Airas chuckled under her breath. “Only a select few have ever stepped into Mother’s quarters. And no, a dwarf has never been inside.”
The guards followed close behind Bertly, keeping a blade to his back at all times. “What is she like? Mother?”
Airas looked over her shoulder, her eyebrows cocked at Bertly’s incessant curiosity. “Not how you’ve imagined.”
The group rounded the curved stairway until they were cut off by a p
lain wooden door. The robed woman paused and turned around with her hands folded in front of her. She gave a small wave and the bandit escorts holstered their weapons. “This is where we leave you. Mother is waiting.”
“You aren’t coming in?” Bertly asked.
“No, and I don’t suppose I ever will.” Airas knocked on the wooden door. “I look forward to watching you battle on the playground, Master Bertly.”
By the time Bertly opened his mouth to ask another question, the robed woman was already rounding the corner and heading back down the stairway. The door creaked, and a woman stood behind it.
“You’re shorter than I imagined,” she said, peering down at Bertly with her eyes squinted so that her long thick eyelashes obscured the color beyond them. Her figure suggested she was human or elf, but her height fit that of a giant. Bertly was captivated by the way her figure blended together so organically. Her hourglass-shaped body and perfect complexion had the Winter Wizard mesmerized. She blinked in slow motion, her eyelashes as beautiful as butterflies flapping their wings.
“I…um…I’m actually, uh, quite tall for my…” Bertly wiped the sweat off his forehead. “Species. For a human.

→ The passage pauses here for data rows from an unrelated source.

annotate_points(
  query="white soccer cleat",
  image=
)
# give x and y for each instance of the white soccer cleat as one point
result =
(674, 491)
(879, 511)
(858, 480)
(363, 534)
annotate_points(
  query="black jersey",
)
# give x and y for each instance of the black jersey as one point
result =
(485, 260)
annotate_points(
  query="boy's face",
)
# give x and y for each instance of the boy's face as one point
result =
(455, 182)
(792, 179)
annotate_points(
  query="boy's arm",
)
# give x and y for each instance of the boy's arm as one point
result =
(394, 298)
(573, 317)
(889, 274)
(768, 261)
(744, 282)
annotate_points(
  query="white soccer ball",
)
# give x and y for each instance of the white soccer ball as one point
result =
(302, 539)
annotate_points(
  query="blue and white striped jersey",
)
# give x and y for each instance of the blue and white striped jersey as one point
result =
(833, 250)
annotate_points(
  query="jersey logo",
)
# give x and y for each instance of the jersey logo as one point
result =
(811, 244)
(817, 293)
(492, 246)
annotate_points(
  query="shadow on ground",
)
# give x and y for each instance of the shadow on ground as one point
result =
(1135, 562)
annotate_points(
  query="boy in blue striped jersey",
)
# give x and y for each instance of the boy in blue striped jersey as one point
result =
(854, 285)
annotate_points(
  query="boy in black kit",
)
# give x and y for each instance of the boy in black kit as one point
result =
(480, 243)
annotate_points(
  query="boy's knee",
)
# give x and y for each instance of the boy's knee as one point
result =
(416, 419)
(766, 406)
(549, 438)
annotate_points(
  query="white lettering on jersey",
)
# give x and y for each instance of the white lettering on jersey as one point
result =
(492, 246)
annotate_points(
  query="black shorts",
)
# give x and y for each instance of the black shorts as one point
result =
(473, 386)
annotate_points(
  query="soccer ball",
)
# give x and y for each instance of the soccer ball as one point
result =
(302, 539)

For a human I am really tall.” His mouth wouldn’t stop spewing words. “Most people are not as tall as me.”
“I remember Cordelia being taller.” The woman smirked as she spoke—the slight pull of her lips almost made her look innocent. “Don’t you come from a line of mammoth blood?” The woman turned around. “That is quite a rare bloodline, you know.”
“I-I know.” Bertly stood stiffly in the doorway.
The woman must have detected his tension and sought to relieve it as she waved her hand toward the room. “You can come in.”
Bertly tentatively stepped inside, trying to move normally despite the tension in his muscles. The room was elegant and designed in a style Bertly didn’t recognize. It was simple with minimal decorations, and every piece of furniture looked as though it had never been used. The furniture was stained white, and the floorboards were a light rustic brown. In the middle of the room was a figure of some sort with a sheet covering it.